Laura Harrell, who posted the encounter between the group of researchers and the tiger shark on her Facebook page, told ABC News that they released the shark back into the ocean after taking a few pictures and tagging it._






http://wtop.com/?p=9308386


----------



## Jerktherod! (May 18, 2016)

Yeah saw that this morning.. had 2 big ones of the coast of HHI.


----------



## Garboman (Jul 22, 2010)

Surprised the Tiger did not try to bump off any the researchers, they sure seemed pretty careless or actually in my humble opinion reckless.

Researchers reminded me of any normal twenty-something sharking fella, which Federal Government outfit do these fellas roll with?


----------



## don brinson (Apr 8, 2011)

These guys are just shark fisherman, they tag and release the Sharks. Which by Internet standards make them researchers. One hell of a nice Tiger though.


----------



## Papa-T (Sep 5, 2011)

Knee deep with chest waders is as far as I'll go anymore. Well that's a lie. I got caught out on a sand bar last April in late evening before I realized tide had came up fast. Busy catching and not watching. Waded back across chest deep. Just knew I was going to get taken before I made it to the sand. That's when we were catching 8' sharks from the surf. Yea, I know I was stupid.


----------



## js1172 (Jun 5, 2012)

tigers seem pretty lethargic once in the wash, a lemon that size would have been hard to deal with
JS


----------



## Lipyourown (May 11, 2005)

Garboman said:


> Surprised the Tiger did not try to bump off any the researchers, they sure seemed pretty careless or actually in my humble opinion reckless.
> 
> Researchers reminded me of any normal twenty-something sharking fella, which Federal Government outfit do these fellas roll with?

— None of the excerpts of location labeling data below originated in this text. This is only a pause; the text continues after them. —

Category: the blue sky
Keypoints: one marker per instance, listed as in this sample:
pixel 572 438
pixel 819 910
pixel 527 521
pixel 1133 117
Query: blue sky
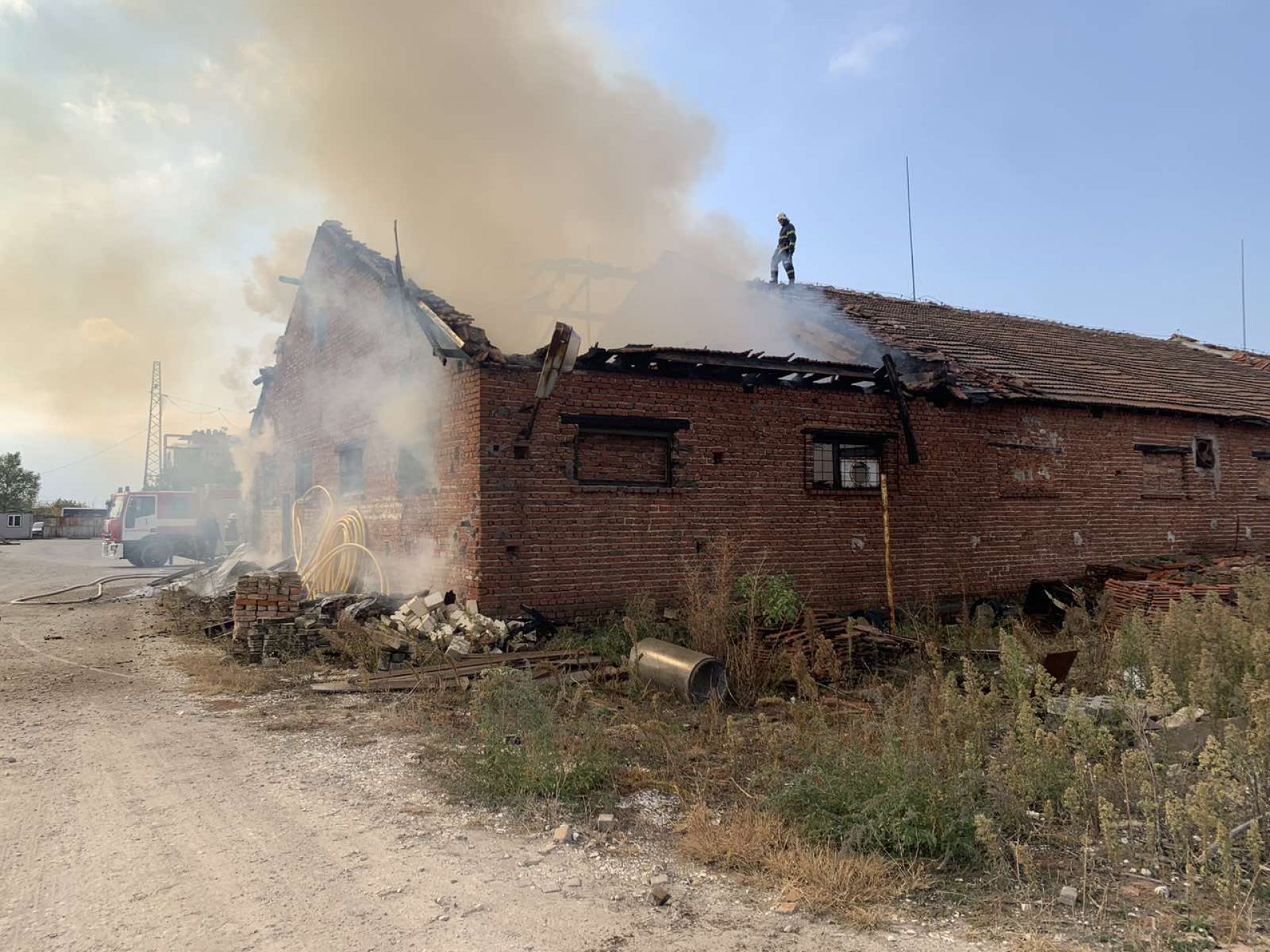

ROTFLMAO...that's the first time I ever used a stupid acronym like that, but you earned it!


----------



## Hayesddcl (Apr 23, 2016)

got a 8ft lemon on Oki earlier this week landed it unhooked and released by myself had my wife holding the rod n I only have one hand


----------



## poppop1 (Feb 16, 2004)

What part of NTB was that tiger caught, around the St. Regis, Topsail Reef ??, thanks..


----------



## dialout (Feb 5, 2011)

Hayesddcl said:


> got a 8ft lemon on Oki earlier this week landed it unhooked and released by myself had my wife holding the rod n I only have one hand




Perfect comment when talking about a shark bite.


----------



## French (Jun 18, 2005)

If last year was any indication, there are a ton more where that one came from.


----------



## Loner (Sep 9, 2009)

poppop1 said:


> What part of NTB was that tiger caught, around the St. Regis, Topsail Reef ??, thanks..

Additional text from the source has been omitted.